I never met Dustin or his family, but strangely, I have felt much sadness for them and have prayed fervently for his healing all these months. I hurt for his family, for RUF at Furman and at TCU, and for Redeemer Pres here in Greenville. As a friend of mine wrote shortly after Dustin's accident, "I don’t really know Dustin at all. He and his family just uprooted from Texas to come here. Yet, this week I’ve found myself wrapped in a blanket of sorrow. It’s refreshing in a way because it makes you feel real, like the velveteen rabbit, when you experience grief or sorrow not your own."

Dustin's accident and resulting death seem unexplainable. He was riding bikes with his children ... he was strong and healthy ... Yet, as his wife wrote, Dustin had "hit a bump in the road that brought dark providence" into their lives, forever changing him and their family.

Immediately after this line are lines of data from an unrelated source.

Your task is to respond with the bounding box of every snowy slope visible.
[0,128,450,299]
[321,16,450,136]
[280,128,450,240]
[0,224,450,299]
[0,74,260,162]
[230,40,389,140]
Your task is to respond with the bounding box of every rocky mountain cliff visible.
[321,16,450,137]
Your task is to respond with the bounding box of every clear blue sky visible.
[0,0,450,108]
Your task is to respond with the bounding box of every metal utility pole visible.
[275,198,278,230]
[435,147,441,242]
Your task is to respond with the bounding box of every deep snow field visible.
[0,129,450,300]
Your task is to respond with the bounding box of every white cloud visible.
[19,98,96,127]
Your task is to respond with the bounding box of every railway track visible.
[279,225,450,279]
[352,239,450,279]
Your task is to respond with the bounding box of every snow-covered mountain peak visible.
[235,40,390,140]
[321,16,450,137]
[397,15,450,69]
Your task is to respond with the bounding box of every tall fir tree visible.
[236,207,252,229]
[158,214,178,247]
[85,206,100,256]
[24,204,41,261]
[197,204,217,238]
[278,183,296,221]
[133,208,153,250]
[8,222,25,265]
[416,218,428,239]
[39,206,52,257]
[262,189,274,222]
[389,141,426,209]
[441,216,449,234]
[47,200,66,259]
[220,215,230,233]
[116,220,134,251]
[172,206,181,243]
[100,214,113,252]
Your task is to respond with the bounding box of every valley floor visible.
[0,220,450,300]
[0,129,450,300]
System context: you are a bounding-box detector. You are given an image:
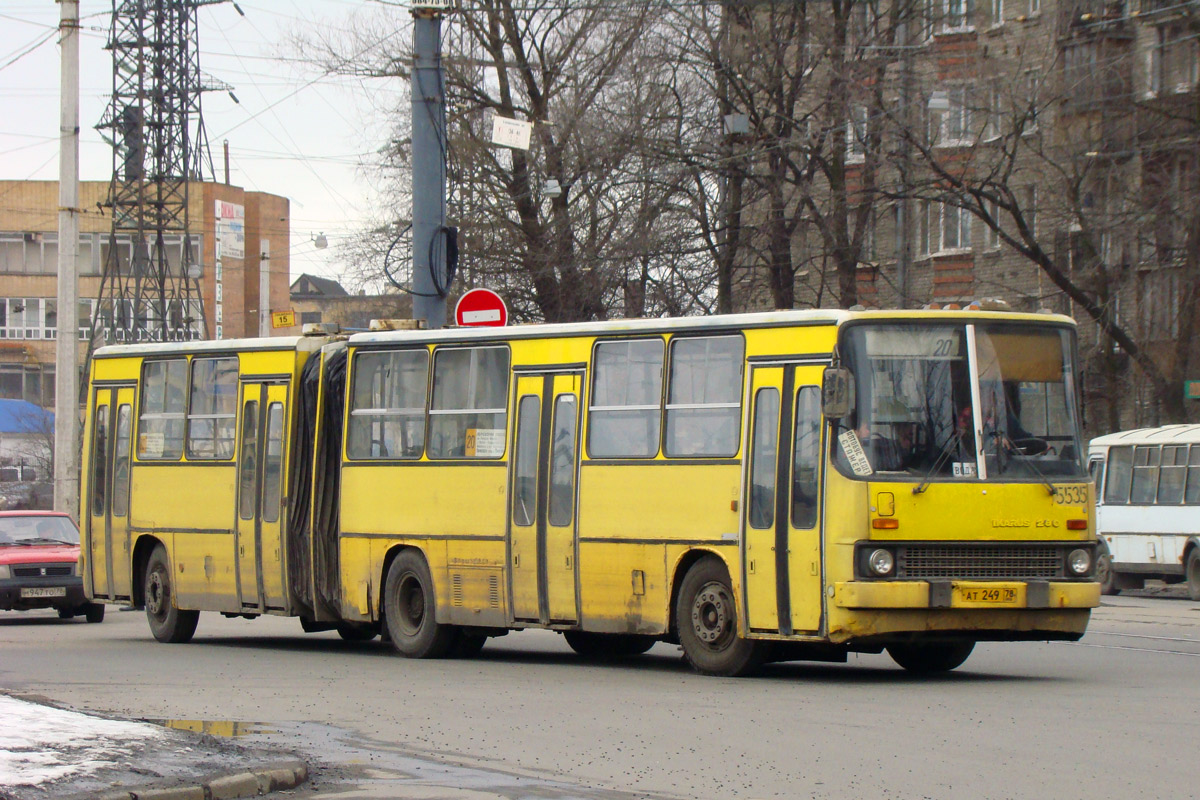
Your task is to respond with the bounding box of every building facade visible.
[0,181,290,407]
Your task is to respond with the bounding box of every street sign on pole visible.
[454,289,509,327]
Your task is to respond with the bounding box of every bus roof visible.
[92,336,312,359]
[1088,425,1200,447]
[350,308,1075,345]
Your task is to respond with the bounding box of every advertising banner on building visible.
[216,200,246,258]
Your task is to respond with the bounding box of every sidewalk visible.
[0,693,307,800]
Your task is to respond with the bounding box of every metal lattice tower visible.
[92,0,224,343]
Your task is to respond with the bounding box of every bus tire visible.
[563,631,658,661]
[450,632,487,658]
[888,642,974,675]
[1096,553,1121,595]
[676,558,767,678]
[1183,547,1200,600]
[383,549,458,658]
[143,545,200,644]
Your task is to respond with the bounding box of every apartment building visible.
[0,181,290,408]
[732,0,1200,429]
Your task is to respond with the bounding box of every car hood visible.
[0,545,79,564]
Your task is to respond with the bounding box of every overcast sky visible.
[0,0,409,283]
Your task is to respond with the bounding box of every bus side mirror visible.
[821,367,854,420]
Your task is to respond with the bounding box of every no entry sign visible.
[454,289,509,326]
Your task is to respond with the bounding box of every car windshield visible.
[836,323,1086,480]
[0,515,79,546]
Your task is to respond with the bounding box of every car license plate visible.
[20,587,67,597]
[954,587,1016,604]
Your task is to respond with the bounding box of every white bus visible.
[1087,425,1200,600]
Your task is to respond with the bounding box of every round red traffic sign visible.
[454,289,509,326]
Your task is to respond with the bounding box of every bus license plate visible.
[955,587,1016,604]
[20,587,67,597]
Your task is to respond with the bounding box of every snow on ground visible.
[0,694,167,787]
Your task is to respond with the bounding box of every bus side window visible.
[1157,445,1188,505]
[1104,447,1133,505]
[792,386,821,528]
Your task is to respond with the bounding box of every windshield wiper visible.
[912,431,966,494]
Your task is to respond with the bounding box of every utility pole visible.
[413,0,451,329]
[54,0,79,522]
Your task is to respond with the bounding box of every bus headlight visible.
[1067,549,1092,577]
[866,548,896,577]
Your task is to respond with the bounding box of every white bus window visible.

I truly, in my heart of hearts, believed that God would heal Dustin. It seemed like the right thing, the only thing, for this man to return to his ministry and to preach again. Yesterday afternoon, I felt very much like the man who came to Jesus and begged for the healing of his son, yet Jesus's response to him was to "go home." (John 4:46-54) (What thoughts must have been running through his mind?) Yet, the same verse says,"The man believed the word that Jesus spoke to him and went on his way."

I don't think it was a coincidence that in Dustin's last sermon, only three days before his accident, he preached on the providence of God. In this sermon, Dustin said, "If we knew the horrors of the future we’d be paralyzed, unable to live today ... The guarantee is never an easy life. The guarantee is a changed life, which in the end is the best kind of life. One that changes us, more and more, into the image of Christ."

Although Dustin's ministry profoundly influenced hundreds, and although he was a phenomenal preacher, a great leader, and a loving husband and father, certainly his accident and death will reap a much greater harvest than Dustin had ever dreamed. Surely he did not know the impact, and comfort, his own words from that Sunday morning in November would bring to his wife, his children, and so many others. The providence that he preached of, that he believed in, and that he trusted with all his heart, was the "dark providence" of which his wife spoke in her letter. It was the same providence that secured Dustin's soul before the creation of the world and the same providence that held him fast and secure in the hour of death.

May we "believe the words that Jesus [has spoken]" to us as we pray for Dustin's family and as we live in the blessed reality of a Sovereign God who holds our every breath in His loving embrace.

2 Comments:

  • At 4:54 AM, Blogger Eowyn's Heir said…

    Thanks for the post on Dustin, Ashley.

    And... =D for the phonecall yesterday!!!! (that's a really big grin if you can't tell)

     
  • At 5:27 AM, Blogger Amy Donell Molina said…

    pictures????? can I see the ring? hear the story?.......we wanna know! :) love you ash.